La Oficina de Control de Activos Extranjeros (OFAC) del Departamento del Tesoro de EE. UU. autorizó que en Venezuela se puedan realizar transacciones relacionadas con la exploración, desarrollo y producción de petróleo y gas, bajo el cumplimiento de ciertas condiciones.
La entidad emitió una licencia (GL 48) para permitir actividades operativas específicas en el sector energético venezolano, bajo jurisdicción estadounidense y sin levantar las sanciones estructurales vigentes.
Según explicó AmCham Colombia, la autorización aplica incluso cuando las operaciones involucren al Gobierno de Venezuela, PDVSA o entidades donde la petrolera tenga participación mayoritaria, siempre que se cumplan los requisitos establecidos.
La licencia autoriza transacciones “ordinariamente incidentales y necesarias” para suministrar desde EE. UU. o por ciudadanos estadounidenses bienes, tecnología, software o servicios destinados a la exploración, desarrollo o producción de petróleo y gas en Venezuela.

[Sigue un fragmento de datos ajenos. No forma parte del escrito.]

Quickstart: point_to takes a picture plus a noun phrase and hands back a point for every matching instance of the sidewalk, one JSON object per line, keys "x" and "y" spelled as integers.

¿Qué se autorizó y qué no para Venezuela?
De acuerdo con AmCham, la medida incluye procesamiento de pagos, servicios de logística y transporte (incluido fletamento de buques), seguros marítimos y cobertura P&I, además de servicios portuarios y de terminales, así como mantenimiento, reparación y reacondicionamiento de equipos para operaciones petroleras o gasíferas.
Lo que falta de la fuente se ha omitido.